For far too long, we have seen our Zoning Bylaw disrespected and abused. The current extremely vocal and impassioned reaction by so many residents speaks to the pent up frustration we have all felt in the face of ever more outrageously inappropriate events at this premises. No matter how Mr. Collings tortures words (“private landing area”, “commercial”, “educational”, “museum”, “landscaping”, to cite a few), we ALL know what a Residential Zone is, and that no activity imaginable is less appropriate therein than Collings’ present and proposed use.

We are currently involved in a battle –not a sanitized, infomercial reenactment –but a very real battle for the value of our homes as places in which to dwell with the level of security which we as citizens—present and future–of the town of Stow have a right to expect in a Residential Zone. Collings’ activities, regardless of label, are prima facie inappropriate in a Residential Zone.
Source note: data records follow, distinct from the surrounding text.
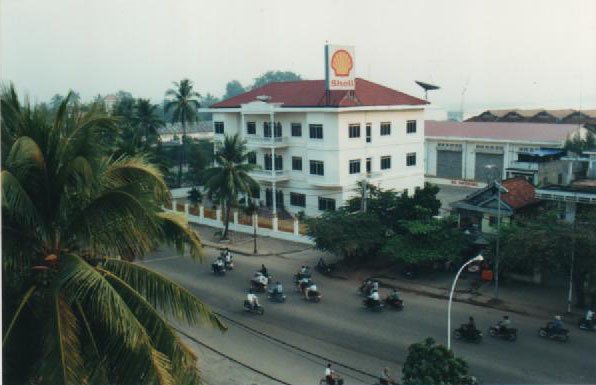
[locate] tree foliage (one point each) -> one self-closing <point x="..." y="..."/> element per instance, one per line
<point x="355" y="236"/>
<point x="428" y="363"/>
<point x="76" y="309"/>
<point x="275" y="76"/>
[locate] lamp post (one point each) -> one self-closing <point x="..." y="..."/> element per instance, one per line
<point x="477" y="258"/>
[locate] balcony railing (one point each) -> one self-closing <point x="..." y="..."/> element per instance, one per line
<point x="265" y="141"/>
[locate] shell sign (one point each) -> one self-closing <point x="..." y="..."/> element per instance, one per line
<point x="339" y="67"/>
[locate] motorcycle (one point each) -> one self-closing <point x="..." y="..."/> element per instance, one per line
<point x="561" y="335"/>
<point x="509" y="334"/>
<point x="217" y="270"/>
<point x="314" y="296"/>
<point x="584" y="324"/>
<point x="371" y="305"/>
<point x="258" y="309"/>
<point x="467" y="334"/>
<point x="276" y="297"/>
<point x="397" y="304"/>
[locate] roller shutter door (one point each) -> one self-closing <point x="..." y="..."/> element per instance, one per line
<point x="481" y="173"/>
<point x="449" y="164"/>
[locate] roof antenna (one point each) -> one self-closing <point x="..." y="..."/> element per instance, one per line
<point x="427" y="87"/>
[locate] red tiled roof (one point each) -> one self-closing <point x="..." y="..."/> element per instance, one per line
<point x="520" y="193"/>
<point x="541" y="132"/>
<point x="311" y="93"/>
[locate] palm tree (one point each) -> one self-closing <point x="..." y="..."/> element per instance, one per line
<point x="146" y="118"/>
<point x="184" y="103"/>
<point x="230" y="178"/>
<point x="76" y="309"/>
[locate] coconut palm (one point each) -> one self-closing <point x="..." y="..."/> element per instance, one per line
<point x="76" y="309"/>
<point x="146" y="119"/>
<point x="184" y="104"/>
<point x="230" y="178"/>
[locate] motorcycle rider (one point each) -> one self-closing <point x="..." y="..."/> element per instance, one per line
<point x="557" y="325"/>
<point x="385" y="378"/>
<point x="504" y="324"/>
<point x="252" y="299"/>
<point x="590" y="317"/>
<point x="374" y="299"/>
<point x="310" y="288"/>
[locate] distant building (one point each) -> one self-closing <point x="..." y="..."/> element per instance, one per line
<point x="563" y="116"/>
<point x="172" y="132"/>
<point x="312" y="146"/>
<point x="468" y="153"/>
<point x="480" y="210"/>
<point x="109" y="101"/>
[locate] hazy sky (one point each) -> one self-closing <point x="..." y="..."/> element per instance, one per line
<point x="505" y="53"/>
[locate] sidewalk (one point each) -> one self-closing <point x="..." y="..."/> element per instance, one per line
<point x="514" y="297"/>
<point x="242" y="243"/>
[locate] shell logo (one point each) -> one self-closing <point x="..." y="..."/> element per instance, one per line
<point x="342" y="62"/>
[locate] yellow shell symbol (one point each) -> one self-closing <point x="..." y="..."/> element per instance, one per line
<point x="341" y="62"/>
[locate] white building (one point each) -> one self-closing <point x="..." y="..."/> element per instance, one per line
<point x="459" y="152"/>
<point x="324" y="142"/>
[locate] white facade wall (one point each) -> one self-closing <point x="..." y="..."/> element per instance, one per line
<point x="335" y="150"/>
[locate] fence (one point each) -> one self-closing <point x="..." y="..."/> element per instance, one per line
<point x="288" y="229"/>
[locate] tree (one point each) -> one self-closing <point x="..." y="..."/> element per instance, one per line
<point x="147" y="120"/>
<point x="230" y="178"/>
<point x="184" y="103"/>
<point x="233" y="88"/>
<point x="76" y="309"/>
<point x="355" y="236"/>
<point x="423" y="241"/>
<point x="428" y="363"/>
<point x="275" y="76"/>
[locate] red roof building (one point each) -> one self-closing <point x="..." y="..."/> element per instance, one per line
<point x="311" y="93"/>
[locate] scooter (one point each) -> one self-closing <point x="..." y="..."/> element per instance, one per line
<point x="397" y="304"/>
<point x="467" y="334"/>
<point x="561" y="335"/>
<point x="258" y="309"/>
<point x="371" y="305"/>
<point x="276" y="297"/>
<point x="509" y="334"/>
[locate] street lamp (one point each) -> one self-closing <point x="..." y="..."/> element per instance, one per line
<point x="477" y="258"/>
<point x="497" y="256"/>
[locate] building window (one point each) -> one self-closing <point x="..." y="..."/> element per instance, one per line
<point x="218" y="127"/>
<point x="317" y="167"/>
<point x="385" y="129"/>
<point x="385" y="162"/>
<point x="316" y="131"/>
<point x="326" y="204"/>
<point x="279" y="163"/>
<point x="251" y="128"/>
<point x="297" y="199"/>
<point x="297" y="163"/>
<point x="296" y="129"/>
<point x="355" y="166"/>
<point x="354" y="130"/>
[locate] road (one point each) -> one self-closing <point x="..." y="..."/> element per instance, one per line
<point x="340" y="329"/>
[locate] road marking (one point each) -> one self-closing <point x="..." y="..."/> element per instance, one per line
<point x="160" y="259"/>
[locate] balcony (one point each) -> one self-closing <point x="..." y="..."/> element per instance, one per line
<point x="270" y="176"/>
<point x="266" y="142"/>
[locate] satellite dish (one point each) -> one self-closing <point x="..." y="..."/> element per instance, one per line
<point x="427" y="87"/>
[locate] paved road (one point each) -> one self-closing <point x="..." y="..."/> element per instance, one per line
<point x="341" y="329"/>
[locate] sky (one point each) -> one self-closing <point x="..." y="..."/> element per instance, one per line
<point x="483" y="54"/>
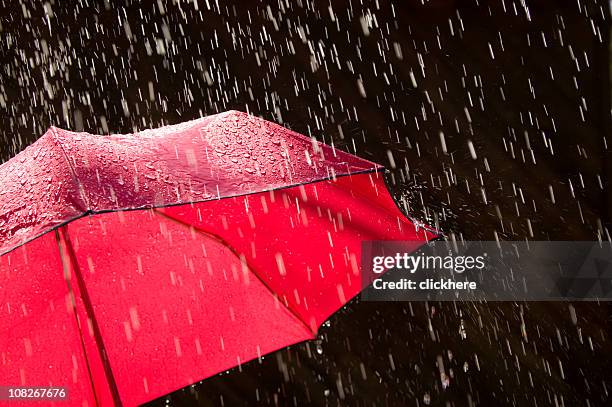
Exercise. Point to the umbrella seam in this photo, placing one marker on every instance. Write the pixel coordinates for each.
(71, 291)
(108, 371)
(150, 207)
(75, 177)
It is time for the town officials – elected and hired – to do their job and enforce the “purpose of {the} Bylaw”. (9.3.12.5)

 Barbara and Gregory Jones, Stow

 

Tanks Don’t Belong in Residential Area

As a newcomer to Stow, my perspective on the Collings Foundation debate is amazement that things have come this far. My first question is: If Stow’s zoning laws and zoning officials can’t stop tanks from coming in, what good are these laws? Tanks! These are not residential machines for even one day a year.

At last week’s hearing I was amazed to see what clearly seems an effort on the part of the Collings supporters to confound the issues of patriotism with their proposal. I am a patriot and yet I am unequivocally against further permitting for Collings in Stow: (why not Devens as a site, Mr. Collings)?

Patriotism, and Collings’ goals are two different issues. I think the Collings goals as stated at the August 6th hearing are admirable. But the issue seems clear to me: should they be allowed to expand their operation, whatever they may call it…educational, non-profit, in a residential neighborhood? They appear to have spent significant sums to prove they are eco-friendly, patriotic, but should they be allowed to expand their operation in a residential, quiet neighborhood?

What I see is that Collings’ record of applying for one use, then switching later on ( cattle farm becomes a vintage world war airplane runway), is a written record, and the Collings record of stating one “intent,” and switching to another, is incontrovertible.

For the town to partner with them, they ought to be reliable partners, whose actions match their stated intent. Unfortunately, this is clearly not the record since their intent has morphed from a “cattle farm” into a “museum” with live aircraft, and now, tanks! I wonder what it would take to cause people to speak up, if not to stop TANKS.

Finally, I suggest that the sound ordinance aspect of this ought to be addressed in scientific detail. If Collings can fire explosives, run noisy machines such as propellor aircraft, then why them and not the rest of us? Aren’t there already laws on the books regarding permissible sound pressure levels? Noise level is a measurable phenomenon. Have the police or anyone of our officials investigated to determine if they are already in violation of sound ordinance laws? I find the present noise of their “educational” events to be extremely inconsiderate (at a distance of more than half a mile!) If I made the noise they make I believe I would have been evicted by now! The sound of aircraft, never mind tanks, should NOT be allowed in a residential neighborhood.

People of Stow, all over Stow, please take a moment and let our planning board know that we will not permit our residential legacy to be run over by tanks. Collings needs to look to a non-residential site for his decidedly non-residential plans.